Splitting Images: Two Photographers, One Unorthodox Approach

Israeli photographers Daniel Tchetchik and Oren Izre'el have taken their unique approach to capturing the lives of everyday folk from Israel, to Paris and across the U.S. Now they want to go global.

Judy Maltz
Judy Maltz
Judy Maltz
Judy Maltz

Their first joint project grew out of a desire to present the world with a different, more realistic portrayal of life in Israel.

“We felt that most of the photographic images coming out of here either depicted conflict and war, or on the flip side, girls sunning themselves on the beach and the Gay Pride parade,” recounts photojournalist Daniel Tchetchik. “But the truth always lies somewhere between these two extremes, and that’s the area that interests us most.”

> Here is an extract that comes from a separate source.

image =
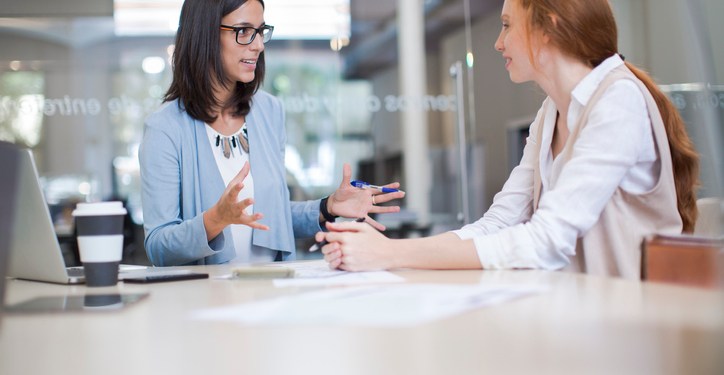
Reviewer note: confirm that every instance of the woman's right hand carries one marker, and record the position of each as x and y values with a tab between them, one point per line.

Thus was born their first series, “In Reality,” that took Tchetchik and his artistic collaborator, Oren Izre’el, on a journey around the country in 2008 with cameras in tow. On their quest to capture moments of daily life that reflected some of the bigger changes overtaking Israeli society, they came up with a new approach to shooting stills: photographing the same exact scene at the same exact moment from two different angles. They called it “Divided Moment.”

It’s a pretty radical concept, as Tchetchik, a staff photographer at Haaretz, explains. “The idea was to introduce another point of view into the story. For a photographer like me that requires lessening your own ego and opening yourself up to what your partner is seeing.”

Their new unorthodox approach to photography piqued the interest of the French embassy in Israel, which subsequently sent Tchetchik and Izre’el to Paris to do a similar series there – this one called “Deleted Scenes” (each shot taken was paired with another, less picture-postcard-looking version, which, under other circumstances would have been discarded). Roaming the streets of the French capital, Tchetchik and Izre’el were struck by the similarities they observed with Tel Aviv, particularly the way immigration from Africa had transformed the city landscape. It got them thinking about taking their project global.

And that’s how two Israeli photographers ended up crisscrossing America this past year documenting scenes of ordinary life, primarily in the urban centers, many of them from two different angles. The fruits of this effort will be unveiled at an exhibit opening later this month in Tel Aviv called “Lost Roads.”

“As Israelis, we always tended to look at the United States as a big brother or as our parents – in other words, a figure we idolized,” notes Izre’el, a former high-tech professional who left a senior position at Intel’s Israel offices to pursue his passion for photography. “For us, this project was about discovering that your parents aren’t that perfect.”

To gather material, they took four separate trips to the United States in 2012 and 2013, during which time they spent a week-and-a-half in New York, another week-and-a-half in New Orleans, and the rest of the time driving from Seattle to Houston and from Miami to New York on back roads that included completely out-of-the-way detours to Chicago and Detroit. Altogether, they passed through 25 states.

Their flights were all paid for by Delta Airlines, which agreed to sponsor the project. “They were intrigued by our idea and saw this as a way of promoting two artists relatively unknown outside Israel,” says Tchetchik. The U.S. embassy in Tel Aviv is picking up the tab for the actual exhibit in Israel, which opens on July 23 at Rothschild 69 and runs through August 6.

“Lost Roads” includes nine pairs of “divided moment” photos, eight of them taken in New York City and one in New Orleans. “If you take photos from two different angles, you need to have people in them and they need to include dynamic scenes and a bit of chaos,” explains Tchetchik. “That’s why this type of photography lends itself more to big cities.”

The exhibit also includes a few more conventional stand-alone shots of small-town America.

Tchetchik is no stranger to the United States, having lived in Boston from age 7 to 14, when his family relocated there for his father’s job. Still, he says, from an artistic perspective it’s a hard place to make generalizations about. “It’s just so vast,” he notes. With the next few months, he hopes to have another excuse to travel back for the opening of the Israeli series “In Reality” at the Howard Greenberg gallery in New York.